Thesis Defense Announcement
The College of Arts and Sciences announces the Final Thesis Defense of
for the Degree of Master of Science
November 6, 2018 at 2:00 PM in Dunn Hall, Room 203
Advisor: Dale Bowman
Comparing and Contrasting Clustering Analysis Methods: K-means and Vector in Partition
ABSTRACT: This paper delves into the similarities and differences between two methods of exploratory cluster analysis, K-means and Vector in Partition. Known as the traditional clustering approach, K-means does have some limitations when dealing with clustering complex datasets, specifically datasets with variables of multidimensional vectors. This is the gap the Vector in Partition (VIP) algorithm aims to fill.
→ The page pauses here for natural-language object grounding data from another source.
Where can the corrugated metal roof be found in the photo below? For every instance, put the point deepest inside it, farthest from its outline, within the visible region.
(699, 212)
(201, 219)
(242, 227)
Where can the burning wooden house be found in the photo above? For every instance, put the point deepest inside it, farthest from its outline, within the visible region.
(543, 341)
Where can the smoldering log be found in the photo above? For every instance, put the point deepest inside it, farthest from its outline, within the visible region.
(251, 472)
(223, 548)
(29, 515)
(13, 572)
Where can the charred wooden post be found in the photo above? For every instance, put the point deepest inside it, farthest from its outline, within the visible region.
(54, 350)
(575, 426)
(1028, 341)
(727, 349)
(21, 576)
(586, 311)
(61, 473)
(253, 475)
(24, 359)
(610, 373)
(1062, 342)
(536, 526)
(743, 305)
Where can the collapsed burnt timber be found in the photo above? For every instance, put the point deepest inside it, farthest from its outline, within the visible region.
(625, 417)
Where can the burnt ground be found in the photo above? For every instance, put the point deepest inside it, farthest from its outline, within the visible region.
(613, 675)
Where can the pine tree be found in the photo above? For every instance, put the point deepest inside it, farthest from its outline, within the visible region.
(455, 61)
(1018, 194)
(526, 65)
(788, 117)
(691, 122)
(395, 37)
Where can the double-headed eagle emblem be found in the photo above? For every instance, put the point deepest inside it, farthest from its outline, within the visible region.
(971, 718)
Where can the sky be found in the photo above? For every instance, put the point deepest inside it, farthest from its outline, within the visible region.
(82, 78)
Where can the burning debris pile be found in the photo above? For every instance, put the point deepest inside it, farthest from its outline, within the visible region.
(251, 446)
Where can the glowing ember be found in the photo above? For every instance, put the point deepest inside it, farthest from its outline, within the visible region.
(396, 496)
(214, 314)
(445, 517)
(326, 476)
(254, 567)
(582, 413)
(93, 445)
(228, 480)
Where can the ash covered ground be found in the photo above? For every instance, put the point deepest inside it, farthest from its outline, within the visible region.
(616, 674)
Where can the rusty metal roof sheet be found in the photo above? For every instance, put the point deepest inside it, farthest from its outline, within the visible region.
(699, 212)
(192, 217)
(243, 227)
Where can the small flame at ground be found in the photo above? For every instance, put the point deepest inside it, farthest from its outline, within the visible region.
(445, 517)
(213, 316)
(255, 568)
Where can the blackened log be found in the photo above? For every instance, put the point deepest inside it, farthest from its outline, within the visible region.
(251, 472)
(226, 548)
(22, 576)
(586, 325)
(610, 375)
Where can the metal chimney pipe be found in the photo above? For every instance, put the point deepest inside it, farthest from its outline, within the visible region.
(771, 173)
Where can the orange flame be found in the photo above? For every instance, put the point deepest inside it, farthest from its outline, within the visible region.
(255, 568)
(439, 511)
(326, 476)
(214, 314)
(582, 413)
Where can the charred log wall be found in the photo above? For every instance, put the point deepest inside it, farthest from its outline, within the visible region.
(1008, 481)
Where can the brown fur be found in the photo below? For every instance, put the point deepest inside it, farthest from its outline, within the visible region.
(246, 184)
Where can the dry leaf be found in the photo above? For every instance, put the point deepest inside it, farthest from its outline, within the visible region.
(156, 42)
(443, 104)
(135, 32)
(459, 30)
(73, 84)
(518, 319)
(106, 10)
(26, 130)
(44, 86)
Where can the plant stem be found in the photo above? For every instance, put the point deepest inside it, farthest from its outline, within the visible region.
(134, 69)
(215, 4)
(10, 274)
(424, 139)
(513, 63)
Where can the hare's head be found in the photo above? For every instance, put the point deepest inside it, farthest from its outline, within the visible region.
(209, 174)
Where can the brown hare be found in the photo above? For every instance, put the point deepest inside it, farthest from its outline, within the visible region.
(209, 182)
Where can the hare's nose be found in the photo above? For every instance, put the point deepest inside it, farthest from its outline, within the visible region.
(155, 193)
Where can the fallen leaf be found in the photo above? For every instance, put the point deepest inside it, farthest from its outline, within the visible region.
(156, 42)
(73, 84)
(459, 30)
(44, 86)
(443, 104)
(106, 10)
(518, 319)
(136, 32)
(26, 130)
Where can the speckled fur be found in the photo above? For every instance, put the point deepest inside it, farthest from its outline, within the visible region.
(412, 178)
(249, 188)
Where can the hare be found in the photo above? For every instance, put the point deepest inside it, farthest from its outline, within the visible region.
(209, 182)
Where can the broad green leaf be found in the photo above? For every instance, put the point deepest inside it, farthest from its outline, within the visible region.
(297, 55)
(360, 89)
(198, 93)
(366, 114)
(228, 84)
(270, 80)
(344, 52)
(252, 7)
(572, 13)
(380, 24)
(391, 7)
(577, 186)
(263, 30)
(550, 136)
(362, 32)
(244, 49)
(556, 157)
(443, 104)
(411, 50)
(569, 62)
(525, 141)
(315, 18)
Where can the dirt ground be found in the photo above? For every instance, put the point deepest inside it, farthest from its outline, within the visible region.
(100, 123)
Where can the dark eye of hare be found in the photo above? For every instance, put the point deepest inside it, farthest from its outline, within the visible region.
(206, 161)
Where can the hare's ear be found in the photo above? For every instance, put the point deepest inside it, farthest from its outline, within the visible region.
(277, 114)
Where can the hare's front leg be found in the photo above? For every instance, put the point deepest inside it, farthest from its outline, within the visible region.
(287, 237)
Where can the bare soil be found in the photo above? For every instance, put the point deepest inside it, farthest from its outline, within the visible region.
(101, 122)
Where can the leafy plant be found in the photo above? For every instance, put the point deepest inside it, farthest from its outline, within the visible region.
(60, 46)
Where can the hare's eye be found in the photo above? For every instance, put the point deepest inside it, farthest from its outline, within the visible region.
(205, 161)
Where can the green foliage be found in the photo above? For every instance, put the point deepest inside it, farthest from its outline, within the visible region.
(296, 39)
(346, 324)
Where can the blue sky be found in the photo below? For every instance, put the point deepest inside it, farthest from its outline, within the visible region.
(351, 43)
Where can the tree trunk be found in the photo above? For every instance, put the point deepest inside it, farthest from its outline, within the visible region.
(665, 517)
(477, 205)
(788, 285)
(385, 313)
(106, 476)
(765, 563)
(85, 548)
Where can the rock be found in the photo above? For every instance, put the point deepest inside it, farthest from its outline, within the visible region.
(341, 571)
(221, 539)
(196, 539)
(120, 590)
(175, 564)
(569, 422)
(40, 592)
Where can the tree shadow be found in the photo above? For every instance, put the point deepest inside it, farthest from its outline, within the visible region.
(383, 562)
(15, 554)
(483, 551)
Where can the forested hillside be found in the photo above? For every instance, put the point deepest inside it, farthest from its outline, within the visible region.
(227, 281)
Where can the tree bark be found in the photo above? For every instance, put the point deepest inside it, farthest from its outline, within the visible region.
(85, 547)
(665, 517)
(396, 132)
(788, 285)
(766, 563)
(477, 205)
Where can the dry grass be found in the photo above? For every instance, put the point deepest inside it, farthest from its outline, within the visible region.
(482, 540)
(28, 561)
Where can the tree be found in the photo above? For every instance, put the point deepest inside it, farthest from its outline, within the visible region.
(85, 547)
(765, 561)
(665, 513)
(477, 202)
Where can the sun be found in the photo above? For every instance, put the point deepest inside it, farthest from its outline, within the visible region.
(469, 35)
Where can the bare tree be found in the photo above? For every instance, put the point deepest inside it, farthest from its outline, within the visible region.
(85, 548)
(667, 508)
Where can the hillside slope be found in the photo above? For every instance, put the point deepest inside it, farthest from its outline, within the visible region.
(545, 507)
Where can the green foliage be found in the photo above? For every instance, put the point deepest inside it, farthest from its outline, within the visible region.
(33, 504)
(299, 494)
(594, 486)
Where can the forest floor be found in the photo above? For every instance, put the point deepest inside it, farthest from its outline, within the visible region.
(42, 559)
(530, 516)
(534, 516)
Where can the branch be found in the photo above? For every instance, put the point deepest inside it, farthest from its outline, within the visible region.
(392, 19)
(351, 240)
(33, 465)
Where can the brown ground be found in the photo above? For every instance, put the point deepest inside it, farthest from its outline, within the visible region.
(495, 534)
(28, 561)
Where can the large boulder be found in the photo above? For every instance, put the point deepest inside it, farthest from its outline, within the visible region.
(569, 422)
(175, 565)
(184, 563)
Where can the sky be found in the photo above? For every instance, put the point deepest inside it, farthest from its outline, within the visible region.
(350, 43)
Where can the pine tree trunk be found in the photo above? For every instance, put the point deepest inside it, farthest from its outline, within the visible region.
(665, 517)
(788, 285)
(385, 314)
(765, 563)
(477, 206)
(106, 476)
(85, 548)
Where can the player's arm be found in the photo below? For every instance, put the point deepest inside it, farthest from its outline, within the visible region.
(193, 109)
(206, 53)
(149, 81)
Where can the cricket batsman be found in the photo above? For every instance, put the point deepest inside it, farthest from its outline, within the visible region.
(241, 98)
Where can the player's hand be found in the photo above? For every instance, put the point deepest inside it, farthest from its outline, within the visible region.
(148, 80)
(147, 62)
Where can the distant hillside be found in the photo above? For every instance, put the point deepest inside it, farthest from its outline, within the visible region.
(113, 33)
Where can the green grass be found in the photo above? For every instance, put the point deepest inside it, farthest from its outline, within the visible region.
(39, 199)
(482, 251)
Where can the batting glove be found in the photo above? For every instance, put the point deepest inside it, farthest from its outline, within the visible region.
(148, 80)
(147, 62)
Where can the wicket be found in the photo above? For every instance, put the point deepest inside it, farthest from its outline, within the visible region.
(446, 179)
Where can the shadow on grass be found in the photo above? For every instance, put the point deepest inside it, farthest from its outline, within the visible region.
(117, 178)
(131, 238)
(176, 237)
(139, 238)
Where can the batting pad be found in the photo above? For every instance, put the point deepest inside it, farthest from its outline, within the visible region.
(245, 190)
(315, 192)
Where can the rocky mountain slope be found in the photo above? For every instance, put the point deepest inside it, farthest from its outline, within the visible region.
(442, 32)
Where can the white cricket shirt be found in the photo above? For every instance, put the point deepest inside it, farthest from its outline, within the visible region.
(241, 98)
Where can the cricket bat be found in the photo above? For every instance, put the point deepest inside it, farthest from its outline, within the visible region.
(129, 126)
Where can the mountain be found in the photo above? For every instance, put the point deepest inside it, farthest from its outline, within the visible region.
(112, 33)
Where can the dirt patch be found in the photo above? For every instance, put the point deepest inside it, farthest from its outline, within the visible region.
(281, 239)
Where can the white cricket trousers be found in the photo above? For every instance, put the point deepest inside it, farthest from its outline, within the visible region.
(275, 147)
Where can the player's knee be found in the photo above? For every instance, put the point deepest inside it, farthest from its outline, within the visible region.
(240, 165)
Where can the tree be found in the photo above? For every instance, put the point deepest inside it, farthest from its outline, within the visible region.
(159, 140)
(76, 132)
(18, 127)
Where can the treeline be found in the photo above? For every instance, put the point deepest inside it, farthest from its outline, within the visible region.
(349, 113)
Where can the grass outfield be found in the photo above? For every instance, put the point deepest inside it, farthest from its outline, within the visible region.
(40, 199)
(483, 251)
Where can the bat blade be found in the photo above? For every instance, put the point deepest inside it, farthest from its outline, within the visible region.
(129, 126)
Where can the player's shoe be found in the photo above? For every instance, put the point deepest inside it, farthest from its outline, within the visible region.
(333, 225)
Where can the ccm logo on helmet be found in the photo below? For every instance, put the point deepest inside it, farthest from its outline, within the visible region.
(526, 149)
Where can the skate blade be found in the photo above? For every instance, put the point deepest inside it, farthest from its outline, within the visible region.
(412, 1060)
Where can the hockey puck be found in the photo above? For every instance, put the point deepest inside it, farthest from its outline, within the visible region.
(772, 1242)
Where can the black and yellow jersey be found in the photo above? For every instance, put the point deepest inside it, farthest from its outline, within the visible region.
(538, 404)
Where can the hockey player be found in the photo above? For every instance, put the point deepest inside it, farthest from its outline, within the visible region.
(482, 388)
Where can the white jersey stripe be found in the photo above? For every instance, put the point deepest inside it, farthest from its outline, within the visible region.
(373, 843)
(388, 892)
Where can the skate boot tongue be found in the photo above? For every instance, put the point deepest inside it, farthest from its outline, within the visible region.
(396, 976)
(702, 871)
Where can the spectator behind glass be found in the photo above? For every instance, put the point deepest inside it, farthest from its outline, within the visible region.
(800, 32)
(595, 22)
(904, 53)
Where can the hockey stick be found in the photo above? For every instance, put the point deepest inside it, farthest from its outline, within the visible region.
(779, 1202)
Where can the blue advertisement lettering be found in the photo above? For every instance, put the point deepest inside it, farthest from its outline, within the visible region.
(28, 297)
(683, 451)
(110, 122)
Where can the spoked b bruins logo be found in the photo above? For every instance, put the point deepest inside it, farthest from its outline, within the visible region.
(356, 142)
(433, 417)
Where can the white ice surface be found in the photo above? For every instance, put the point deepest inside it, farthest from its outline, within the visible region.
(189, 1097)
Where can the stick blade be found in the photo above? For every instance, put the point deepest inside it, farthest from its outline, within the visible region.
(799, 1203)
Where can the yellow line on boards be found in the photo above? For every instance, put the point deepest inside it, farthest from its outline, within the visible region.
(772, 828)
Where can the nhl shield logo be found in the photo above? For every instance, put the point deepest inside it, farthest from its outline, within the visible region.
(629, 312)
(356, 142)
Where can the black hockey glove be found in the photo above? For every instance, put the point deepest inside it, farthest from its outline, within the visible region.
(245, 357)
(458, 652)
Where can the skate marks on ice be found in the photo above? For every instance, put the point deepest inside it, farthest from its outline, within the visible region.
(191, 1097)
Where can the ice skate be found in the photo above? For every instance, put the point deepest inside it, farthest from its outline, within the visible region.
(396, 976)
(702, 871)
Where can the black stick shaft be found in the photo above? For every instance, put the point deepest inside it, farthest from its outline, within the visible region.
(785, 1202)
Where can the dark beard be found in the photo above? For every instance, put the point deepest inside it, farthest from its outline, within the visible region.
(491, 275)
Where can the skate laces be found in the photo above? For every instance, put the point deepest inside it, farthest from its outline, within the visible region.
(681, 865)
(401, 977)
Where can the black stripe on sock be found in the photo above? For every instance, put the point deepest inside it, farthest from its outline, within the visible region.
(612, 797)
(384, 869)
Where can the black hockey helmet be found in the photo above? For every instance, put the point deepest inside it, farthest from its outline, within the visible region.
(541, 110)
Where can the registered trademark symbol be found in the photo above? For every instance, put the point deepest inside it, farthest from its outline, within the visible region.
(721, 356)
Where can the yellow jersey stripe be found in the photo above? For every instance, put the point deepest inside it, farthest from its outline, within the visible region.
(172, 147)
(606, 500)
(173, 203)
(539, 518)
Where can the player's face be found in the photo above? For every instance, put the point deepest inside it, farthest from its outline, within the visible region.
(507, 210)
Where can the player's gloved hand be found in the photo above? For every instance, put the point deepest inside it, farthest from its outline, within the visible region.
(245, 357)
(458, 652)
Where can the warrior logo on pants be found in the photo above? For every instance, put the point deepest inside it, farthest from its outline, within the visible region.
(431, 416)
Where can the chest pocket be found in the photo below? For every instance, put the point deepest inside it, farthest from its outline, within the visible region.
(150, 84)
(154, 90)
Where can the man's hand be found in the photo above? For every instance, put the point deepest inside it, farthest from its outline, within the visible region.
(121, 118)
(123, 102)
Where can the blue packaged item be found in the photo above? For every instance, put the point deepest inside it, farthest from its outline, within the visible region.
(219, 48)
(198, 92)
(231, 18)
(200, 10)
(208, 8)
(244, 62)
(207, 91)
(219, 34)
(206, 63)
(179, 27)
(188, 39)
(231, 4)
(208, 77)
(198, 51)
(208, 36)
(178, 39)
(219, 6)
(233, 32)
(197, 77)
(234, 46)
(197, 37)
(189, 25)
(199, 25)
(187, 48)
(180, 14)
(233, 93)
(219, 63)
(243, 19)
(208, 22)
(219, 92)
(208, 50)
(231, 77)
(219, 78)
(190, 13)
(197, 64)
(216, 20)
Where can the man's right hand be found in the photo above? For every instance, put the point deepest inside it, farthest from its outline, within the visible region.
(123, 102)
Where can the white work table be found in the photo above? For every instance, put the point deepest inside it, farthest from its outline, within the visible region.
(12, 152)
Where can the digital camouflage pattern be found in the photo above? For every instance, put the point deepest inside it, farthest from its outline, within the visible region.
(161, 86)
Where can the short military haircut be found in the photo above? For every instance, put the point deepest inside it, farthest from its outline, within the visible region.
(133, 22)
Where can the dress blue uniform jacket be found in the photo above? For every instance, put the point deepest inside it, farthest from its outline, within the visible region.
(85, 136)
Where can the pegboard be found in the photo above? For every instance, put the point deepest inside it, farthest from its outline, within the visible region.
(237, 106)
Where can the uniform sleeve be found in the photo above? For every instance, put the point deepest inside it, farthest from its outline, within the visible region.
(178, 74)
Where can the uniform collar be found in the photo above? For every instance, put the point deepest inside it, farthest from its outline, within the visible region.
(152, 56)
As a novel approach for clustering multidimensional datasets of both continuous and categorical data, the VIP algorithm has preliminary results that support its ability to correctly cluster simulated datasets of the genetic factors, gene expression (GE), CPG, and SNP. After explaining both the K-means algorithm and the VIP algorithm, we will look at an example of simulated genetic data containing variables with multidimensional vectors that will be analyzed with both algorithms. The results will then be summarized using accuracy, sensitivity, and specificity while we highlight the benefits and limitations of each clustering method.